Hearing mysterious crashing – possibly of doors and furniture – from the same place is also standard procedure, according to Sam…so if you’ve ever gone into one of your regular seminar rooms at Avenue and the tables are in a different position, now you know why.

Sam’s relaxed and nonchalant attitude when he was telling me this made me think he was pulling my leg, so I asked him the key question – is he a keen believer in ghosts and ghost stories? He replied no; he didn’t believe in them until he started working here. But now, after what he’s experienced, he’s so used to it that it just doesn’t scare him any more.
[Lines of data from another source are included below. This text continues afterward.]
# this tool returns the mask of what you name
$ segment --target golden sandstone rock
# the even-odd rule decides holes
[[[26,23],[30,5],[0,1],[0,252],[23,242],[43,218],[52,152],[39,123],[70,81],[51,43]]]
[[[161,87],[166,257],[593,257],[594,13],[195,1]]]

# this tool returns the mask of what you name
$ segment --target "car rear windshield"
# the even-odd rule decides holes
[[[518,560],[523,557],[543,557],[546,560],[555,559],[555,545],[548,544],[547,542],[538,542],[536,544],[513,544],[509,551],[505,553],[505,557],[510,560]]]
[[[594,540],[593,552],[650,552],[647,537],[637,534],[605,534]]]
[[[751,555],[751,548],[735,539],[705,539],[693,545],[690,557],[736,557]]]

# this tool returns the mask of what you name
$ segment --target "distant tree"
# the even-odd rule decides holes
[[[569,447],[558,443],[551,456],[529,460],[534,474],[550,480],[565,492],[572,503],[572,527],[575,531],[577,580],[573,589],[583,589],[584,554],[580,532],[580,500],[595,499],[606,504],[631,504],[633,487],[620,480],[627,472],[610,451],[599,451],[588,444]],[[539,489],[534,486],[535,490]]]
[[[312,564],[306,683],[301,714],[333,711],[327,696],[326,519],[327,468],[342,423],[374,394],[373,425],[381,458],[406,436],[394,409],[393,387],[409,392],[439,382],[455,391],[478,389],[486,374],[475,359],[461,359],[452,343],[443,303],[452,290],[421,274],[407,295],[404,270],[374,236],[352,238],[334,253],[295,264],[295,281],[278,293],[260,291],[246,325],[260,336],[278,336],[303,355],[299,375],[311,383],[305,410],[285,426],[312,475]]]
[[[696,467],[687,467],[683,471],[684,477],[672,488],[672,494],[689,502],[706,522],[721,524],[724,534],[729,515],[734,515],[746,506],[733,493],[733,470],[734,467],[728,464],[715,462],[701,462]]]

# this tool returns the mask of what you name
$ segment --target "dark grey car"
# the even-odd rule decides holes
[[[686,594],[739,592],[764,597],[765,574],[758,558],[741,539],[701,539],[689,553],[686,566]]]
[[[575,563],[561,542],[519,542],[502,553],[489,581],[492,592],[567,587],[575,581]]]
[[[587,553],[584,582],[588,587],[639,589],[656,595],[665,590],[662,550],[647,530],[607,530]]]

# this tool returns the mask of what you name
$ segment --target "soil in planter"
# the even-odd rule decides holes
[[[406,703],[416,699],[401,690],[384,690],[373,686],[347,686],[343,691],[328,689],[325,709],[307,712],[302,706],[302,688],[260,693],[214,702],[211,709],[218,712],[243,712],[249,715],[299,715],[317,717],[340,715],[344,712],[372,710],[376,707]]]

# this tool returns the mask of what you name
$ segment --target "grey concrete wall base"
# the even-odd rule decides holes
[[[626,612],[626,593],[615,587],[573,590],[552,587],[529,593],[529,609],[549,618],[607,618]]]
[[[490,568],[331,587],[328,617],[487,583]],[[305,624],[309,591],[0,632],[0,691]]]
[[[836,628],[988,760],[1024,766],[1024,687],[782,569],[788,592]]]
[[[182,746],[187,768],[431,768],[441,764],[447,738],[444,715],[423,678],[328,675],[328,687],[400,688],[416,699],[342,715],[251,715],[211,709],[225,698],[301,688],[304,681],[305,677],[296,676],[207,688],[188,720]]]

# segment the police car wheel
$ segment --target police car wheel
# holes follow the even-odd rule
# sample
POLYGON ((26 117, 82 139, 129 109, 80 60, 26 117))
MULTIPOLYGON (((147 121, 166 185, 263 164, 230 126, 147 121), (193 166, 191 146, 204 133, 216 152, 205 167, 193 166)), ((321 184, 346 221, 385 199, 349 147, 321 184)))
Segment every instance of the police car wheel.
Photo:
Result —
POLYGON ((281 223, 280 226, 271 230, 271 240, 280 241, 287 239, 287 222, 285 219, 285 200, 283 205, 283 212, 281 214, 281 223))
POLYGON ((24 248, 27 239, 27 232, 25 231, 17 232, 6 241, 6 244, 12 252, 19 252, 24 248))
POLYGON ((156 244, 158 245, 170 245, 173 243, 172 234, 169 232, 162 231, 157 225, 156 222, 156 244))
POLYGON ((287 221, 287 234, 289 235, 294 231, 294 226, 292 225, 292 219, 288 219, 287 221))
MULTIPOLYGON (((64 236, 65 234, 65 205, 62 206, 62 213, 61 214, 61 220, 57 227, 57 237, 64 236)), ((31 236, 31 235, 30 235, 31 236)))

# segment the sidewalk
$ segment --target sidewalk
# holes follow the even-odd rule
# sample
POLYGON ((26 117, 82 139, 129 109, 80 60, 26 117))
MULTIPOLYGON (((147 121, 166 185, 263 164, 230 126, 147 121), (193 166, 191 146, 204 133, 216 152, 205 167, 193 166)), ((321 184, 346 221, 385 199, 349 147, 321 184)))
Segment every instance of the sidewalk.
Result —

Still doubtful and a bit sceptic however, I spoke to another security guard. He’s worked at Avenue doing night shifts for 5 years, and is still just as sceptical about that sort of thing as when he first started. He couldn’t deny that it can get a bit creepy, though, and he can see why certain security guards at the Uni refuse to do the night shift there. One night when he first started, hearing a funny airing noise, he walked through the café seats towards the North corridor to follow the noise, before realising that it was the drinks vender. Relieved, he turned round to head back to the reception desk, but froze on the spot as he caught a glimpse of the door to the opposite South Corridor closing on its own, followed by that unmistakable sticking sound.

Make of these anecdotes what you will. It’s hard to imagine, when the place is swarming with students and the atmosphere is so lively most of the time. Despite what I heard from the security guards, and that hands-under-the-toilet-door story that we’ve all heard, I for one am sceptical… but still, I don’t think I’ll be making any late-night trips to Avenue anytime soon.